According to several studies done on the Gini Index of various Indian states (a method used to estimate income or wealth inequality), Tamil Nadu has among the lowest Gini scores, given its size and other factors – meaning it has among the lowest inequality in the country. Another distinguishing factor about the TN model of industrial development is the spatial spread of the process of industrialisation. Professor Vijay Bhaskar, in his book Dravidian Years, used Herfindahl–Hirschman Index (HHI), to measure the spatial concentration of industrialisation in districts. His study found the index number for TN as the lowest in India, at 796, as against 867 in Maharashtra and 1,076 in Gujarat. This suggests that enterprises are relatively better distributed across sub-regions in the state, indicating a better spatial spread. Apart from special distribution of industries, TN ranks number one when it comes to inclusivity and caste-based distribution of entrepreneurs. Such inclusive growth was made possible by Dravidian politics, which developed both physical and social infrastructure, including health and education.
A decade-long lag
In spite of such inclusivity, south Tamil Nadu, a region that was once industrially robust — for example Sivakasi was called as the little Japan of India — has lagged behind in industrial growth and employment generation over the last 10 years.
Re-starting south TN
This problem has to be tackled at two levels, and the first would be to prevent the brain drain of south Tamil Nadu. Educated youth now move to major cities such as Chennai and Bengaluru for career opportunities. To retain them in the region, it is necessary to develop a start-up and innovation-ecosystem in districts of southern Tamil Nadu.

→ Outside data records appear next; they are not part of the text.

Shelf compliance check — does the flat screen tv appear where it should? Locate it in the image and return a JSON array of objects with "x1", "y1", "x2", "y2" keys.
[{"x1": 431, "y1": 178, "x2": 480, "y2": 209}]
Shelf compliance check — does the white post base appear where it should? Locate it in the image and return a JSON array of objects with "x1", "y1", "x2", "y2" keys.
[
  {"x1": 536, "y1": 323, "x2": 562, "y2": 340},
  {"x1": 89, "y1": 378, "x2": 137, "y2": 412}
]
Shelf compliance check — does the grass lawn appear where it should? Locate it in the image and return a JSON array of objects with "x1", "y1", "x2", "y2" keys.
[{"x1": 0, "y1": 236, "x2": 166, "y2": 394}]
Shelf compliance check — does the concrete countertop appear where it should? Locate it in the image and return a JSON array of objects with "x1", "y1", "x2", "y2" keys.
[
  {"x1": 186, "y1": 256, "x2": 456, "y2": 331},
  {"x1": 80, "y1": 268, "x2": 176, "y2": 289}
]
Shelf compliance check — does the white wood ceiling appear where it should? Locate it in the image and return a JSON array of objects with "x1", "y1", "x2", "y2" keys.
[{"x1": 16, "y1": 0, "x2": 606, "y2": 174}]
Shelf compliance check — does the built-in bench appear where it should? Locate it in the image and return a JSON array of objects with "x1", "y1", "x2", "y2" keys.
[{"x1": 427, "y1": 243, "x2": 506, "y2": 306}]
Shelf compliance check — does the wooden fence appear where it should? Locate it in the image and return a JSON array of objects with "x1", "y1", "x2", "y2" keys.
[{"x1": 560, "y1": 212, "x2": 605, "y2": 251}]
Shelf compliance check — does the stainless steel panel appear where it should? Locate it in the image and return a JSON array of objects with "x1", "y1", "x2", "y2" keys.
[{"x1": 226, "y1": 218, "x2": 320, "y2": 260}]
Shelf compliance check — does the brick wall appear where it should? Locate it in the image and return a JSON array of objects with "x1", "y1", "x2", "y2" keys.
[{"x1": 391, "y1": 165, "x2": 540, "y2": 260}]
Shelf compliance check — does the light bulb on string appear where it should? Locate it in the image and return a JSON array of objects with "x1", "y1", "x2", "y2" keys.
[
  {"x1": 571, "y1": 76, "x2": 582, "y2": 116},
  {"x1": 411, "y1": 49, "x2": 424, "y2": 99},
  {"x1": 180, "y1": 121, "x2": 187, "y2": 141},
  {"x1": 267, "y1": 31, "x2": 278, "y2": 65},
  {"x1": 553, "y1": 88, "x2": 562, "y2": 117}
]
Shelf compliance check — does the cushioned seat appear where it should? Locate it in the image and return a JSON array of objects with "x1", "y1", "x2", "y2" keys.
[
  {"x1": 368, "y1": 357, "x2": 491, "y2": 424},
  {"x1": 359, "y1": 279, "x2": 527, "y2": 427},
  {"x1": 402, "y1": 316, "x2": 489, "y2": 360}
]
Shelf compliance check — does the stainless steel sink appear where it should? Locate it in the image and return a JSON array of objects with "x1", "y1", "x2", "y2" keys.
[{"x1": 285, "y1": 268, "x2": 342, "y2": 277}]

Start-ups play a major role in developing our economy and job creation. Most governments, across the developing economies, do not give the same importance to promotion of start-ups in comparison to that given for attracting FDIs. Numerous studies have shown that FDI attraction does not mean employment generation.
In many developed economies more than 50% of the jobs are contributed by start-ups. This is the reason why many developed nations are now taking efforts to spread their innovation and start-up hubs spatially.

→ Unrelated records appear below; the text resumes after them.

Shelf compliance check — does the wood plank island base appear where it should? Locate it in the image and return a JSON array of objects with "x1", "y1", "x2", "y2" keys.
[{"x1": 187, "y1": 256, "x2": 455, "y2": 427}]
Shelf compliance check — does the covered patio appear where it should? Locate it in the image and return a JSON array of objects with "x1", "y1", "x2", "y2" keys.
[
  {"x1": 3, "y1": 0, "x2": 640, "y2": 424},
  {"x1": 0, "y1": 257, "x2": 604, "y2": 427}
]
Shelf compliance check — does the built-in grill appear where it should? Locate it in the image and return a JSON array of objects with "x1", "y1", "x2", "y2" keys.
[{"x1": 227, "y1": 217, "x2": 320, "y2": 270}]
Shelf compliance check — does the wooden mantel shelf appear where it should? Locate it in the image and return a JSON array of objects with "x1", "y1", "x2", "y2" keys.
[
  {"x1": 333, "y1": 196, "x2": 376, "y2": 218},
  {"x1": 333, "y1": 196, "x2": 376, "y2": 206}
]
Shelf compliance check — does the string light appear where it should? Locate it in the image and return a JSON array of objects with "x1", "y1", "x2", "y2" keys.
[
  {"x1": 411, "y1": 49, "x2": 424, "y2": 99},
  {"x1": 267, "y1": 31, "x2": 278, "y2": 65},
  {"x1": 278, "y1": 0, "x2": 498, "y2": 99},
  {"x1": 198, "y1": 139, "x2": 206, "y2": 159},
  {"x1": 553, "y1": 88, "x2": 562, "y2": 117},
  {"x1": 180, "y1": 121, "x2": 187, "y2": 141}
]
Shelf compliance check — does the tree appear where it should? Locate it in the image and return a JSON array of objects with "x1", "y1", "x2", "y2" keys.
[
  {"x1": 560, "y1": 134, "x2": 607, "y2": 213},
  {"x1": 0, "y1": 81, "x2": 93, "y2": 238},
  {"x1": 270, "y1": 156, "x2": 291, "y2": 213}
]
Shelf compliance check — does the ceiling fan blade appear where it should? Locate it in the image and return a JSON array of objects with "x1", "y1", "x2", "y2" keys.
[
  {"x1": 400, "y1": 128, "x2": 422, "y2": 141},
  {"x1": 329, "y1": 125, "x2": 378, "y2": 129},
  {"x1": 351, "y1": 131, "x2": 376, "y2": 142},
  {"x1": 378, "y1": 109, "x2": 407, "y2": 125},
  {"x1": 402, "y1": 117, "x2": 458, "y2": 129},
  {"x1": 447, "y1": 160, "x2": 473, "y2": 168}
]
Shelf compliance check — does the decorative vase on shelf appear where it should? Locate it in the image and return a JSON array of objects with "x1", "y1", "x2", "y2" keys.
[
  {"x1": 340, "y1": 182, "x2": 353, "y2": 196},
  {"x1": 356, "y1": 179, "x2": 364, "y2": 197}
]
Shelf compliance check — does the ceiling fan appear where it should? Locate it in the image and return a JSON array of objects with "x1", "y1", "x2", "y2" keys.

Creating a start-up ecosystem does not cost the state a lot of money, but it will warrant the state to do things differently than before. To create a start-up infrastructure, the first and foremost action should be to create entrepreneurial thinking and awareness among the youth. Further, public policy interventions are needed in areas of access to capital, access to talent, access to markets, and a pro-innovation regulatory and fiscal policy.
The state leadership should make efforts to set up a few Institutes of national importance in south TN such as Indian Institute of Information Technology. Just as TN has organisations such as TIDCO, SIDCO, The Guidance Bureau for promotion of industrial growth, it lacks institutions that are primarily focussed on start-up/innovation promotion and knowledge sharing. Although Tamil Nadu has a dedicated institution, Entrepreneurship Development and Innovation Institute, for promotion of entrepreneurship and innovation, it has to be revamped completely. The output of the organisation has been negligible and suffers from high level bureaucratic interference. Any start-up or innovation fostering institute should be left to the private sector and be kept away from the reach of IAS and related services.
The immediate efforts of the state government should be to set up innovation promotion clusters across towns, including Madurai, Sivakasi, Tirunelveli and Tuticorin, thereby providing a paradigm shift to their growth trajectories.
Best case example for start-up promotion is the Indian state of Telangana. The government has set up numerous eco-system enablers for start-ups and entrepreneurs, such as WE-HUB, T-WORKS, T-HUB, RICH, Emerging Technologies TSIC and TASK.